Does it support cross-network operation?

[shanjunmei]

I understand the reverse meaning, it should be used to support ssh to the target of the non-current network, usually a relay server is established, exposed to the public network, and the target machine is connected to the relay server, but the document that confuses me is that the victim How does the attacker know about the attacker's machine (server side)

[anyoneoruser]

Well, this is an interesting question. Nowdays, most pepole install a malware on the target machine using ethier target device access or social engineering.

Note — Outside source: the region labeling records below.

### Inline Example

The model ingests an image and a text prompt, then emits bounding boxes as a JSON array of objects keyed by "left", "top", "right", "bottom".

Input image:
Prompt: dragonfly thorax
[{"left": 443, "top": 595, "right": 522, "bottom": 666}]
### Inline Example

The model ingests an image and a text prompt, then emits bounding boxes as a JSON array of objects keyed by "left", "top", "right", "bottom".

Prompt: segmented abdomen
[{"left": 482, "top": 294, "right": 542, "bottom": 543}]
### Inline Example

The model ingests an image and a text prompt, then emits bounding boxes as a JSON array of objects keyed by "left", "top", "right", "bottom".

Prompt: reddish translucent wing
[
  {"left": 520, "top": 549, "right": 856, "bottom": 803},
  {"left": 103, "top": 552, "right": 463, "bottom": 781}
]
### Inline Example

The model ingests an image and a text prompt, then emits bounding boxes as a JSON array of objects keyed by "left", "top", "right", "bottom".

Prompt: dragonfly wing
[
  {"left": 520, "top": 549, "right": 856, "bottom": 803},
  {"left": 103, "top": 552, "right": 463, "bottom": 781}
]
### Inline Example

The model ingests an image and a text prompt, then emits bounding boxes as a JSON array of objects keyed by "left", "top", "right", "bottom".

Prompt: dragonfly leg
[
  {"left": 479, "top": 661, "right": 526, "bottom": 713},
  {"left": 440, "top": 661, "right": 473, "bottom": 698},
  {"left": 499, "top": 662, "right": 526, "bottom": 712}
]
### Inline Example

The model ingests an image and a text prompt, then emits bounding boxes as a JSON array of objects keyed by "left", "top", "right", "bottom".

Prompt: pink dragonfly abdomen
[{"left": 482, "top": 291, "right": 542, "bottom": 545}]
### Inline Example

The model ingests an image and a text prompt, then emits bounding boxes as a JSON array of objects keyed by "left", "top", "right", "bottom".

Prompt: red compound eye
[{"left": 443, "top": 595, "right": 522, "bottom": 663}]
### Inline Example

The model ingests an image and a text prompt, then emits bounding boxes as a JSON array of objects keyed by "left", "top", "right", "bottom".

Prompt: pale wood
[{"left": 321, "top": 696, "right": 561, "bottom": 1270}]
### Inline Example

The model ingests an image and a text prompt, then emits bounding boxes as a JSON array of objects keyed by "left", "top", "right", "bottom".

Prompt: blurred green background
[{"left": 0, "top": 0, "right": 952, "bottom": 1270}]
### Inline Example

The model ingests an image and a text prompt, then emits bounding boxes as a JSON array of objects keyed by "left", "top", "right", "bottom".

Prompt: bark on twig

Another easy but technical option is to use wireless attacks but they need to be near of the target and the advantage of the malware is to exclude this need without any social-engineering-vector attack.

The relay (e.g:Tor) may need to support more stable identifiers than IP addresses.
A better option could be to upload a custom program on an hosting service witch enable creating a communication channel with only the atttacker and the victim as members(those 2 members are identified as attacker and victim;an authentication mechanism is needed to prevent those roles to be spoofed) witch you can configure to catch a the shell for you.
Then you only have to set LHOST and LPORT to those of the relay and then to SSH into it to remotely control the target device from any place on the internet without keeping your computer running the handler hours and hours until the victim's device connects, as you use a bind shell.
I'd like to send you the shame i created to illustrate this solution but it is too heavy for github.